(455j) Simulation-Free, Two-Dimensional Histograms As Effective Adsorbent Representations for Machine-Learning Based Adsorption Predictions | AIChE

(455j) Simulation-Free, Two-Dimensional Histograms As Effective Adsorbent Representations for Machine-Learning Based Adsorption Predictions

Authors 

Fajardo-Rojas, J. - Presenter, Colorado School of Mines
Liu, T. W., Colorado School of Mines
Gómez-Gualdrón, D. A., Texas A&M University
Vilas, T. G. D., University of São Paulo
Gaining full control of adsorption phenomena in adsorbent materials could make a myriad of applications in numerous engineering areas possible, and metal-organic frameworks (MOFs) are among the most promising adsorbents to achieve such control. The promise of MOFs, however, is tied to their extreme chemical and structural tunability, which in turn gives rise to an overwhelmingly large number of possible MOFs. Thus, while molecular simulation has accelerated the study of adsorption in MOFs, even facilitating high throughput screening of hundreds of thousands of MOFs in some instances, it is likely that the exhaustive study of adsorption phenomena in general in MOFs requires “instantaneous” adsorption predictions such as those that machine learning (ML) models can provide.

It is known that the efficiency of ML models is highly dependent on the problem representation, where “meaningful” representations of the problem can aid the model learning, and even reduce the data burden for training. To this end, here we demonstrate the efficacy of two-dimensional histograms as adsorbent fingerprints that encode information about the MOF pore shape/size and interaction parameters associated with grids of adsorption sites in MOFs. Specifically, these histograms encode information about the MOF atoms closest to each site, and the (average) non-bonded interaction parameters associated with it. These histograms thus encode MOF properties that are independent of the adsorbed molecules but that yet are intrinsically related to adsorption behavior in general, facilitating their applicability along a variety of adsorption scenarios (instead of the usual customized MOF representation specific to a given adsorption problem). As a side benefit, these histograms can be generated for each MOF without the need of significant “domain knowledge,” making them accessible to a wider research community.

To demonstrate their efficiency, we evaluate and discuss the efficacy of these histogram-based MOF representations to facilitate the application of data science techniques to three MOF screening scenarios requiring adsorption predictions: i) imbalanced learning to find adsorbent materials to work as NH3-extracting membranes in plasma reactors for green NH3 synthesis, ii) multitask learning to simultaneously predict the adsorption of multiple small molecules with the same model, iii) transfer learning scenarios to predict the adsorption of molecule “A” at condition “X”, leveraging data for adsorption of molecule “B” at condition “Y”.

For instance, we show that iterative, imbalanced learning using our proposed histogram representation found MOFs for NH3-selective membranes that were better that at least 70% of the structures that would have been assumed to constitute the top-200 MOFs if one would have relied on traditional hierarchical screening.
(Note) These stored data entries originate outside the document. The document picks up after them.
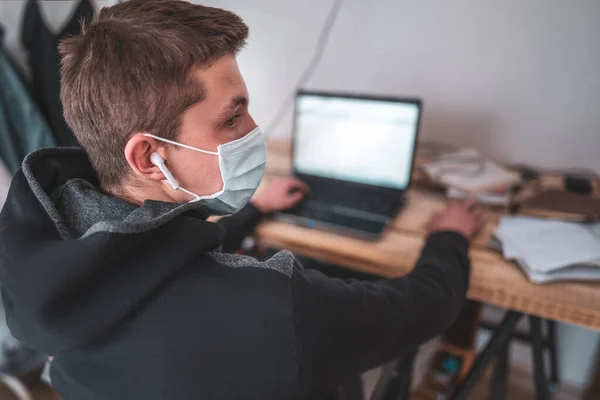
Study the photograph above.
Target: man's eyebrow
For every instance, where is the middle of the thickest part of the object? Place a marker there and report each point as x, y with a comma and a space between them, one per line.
235, 103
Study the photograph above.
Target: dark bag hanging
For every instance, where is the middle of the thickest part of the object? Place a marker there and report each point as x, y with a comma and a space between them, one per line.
44, 63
As reference, note that in traditional hierarchical screening of adsorbents an early filter based on cheap calculations of adsorption Henry’s constants is used to reduce the number of structures on which to perform full molecular simulations. Here, instead we use the structures coming out of that filter to “jumpstart” iterative imbalanced learning, which ultimately allowed us to find more promising MOFs while only performing full molecular simulation on less than 10% of the targeted MOF database. Additionally, we showed that the generated data was sufficient to yield meaningful data-driven design rules that could even be applied beyond MOFs to design adsorbents in general for these applications, .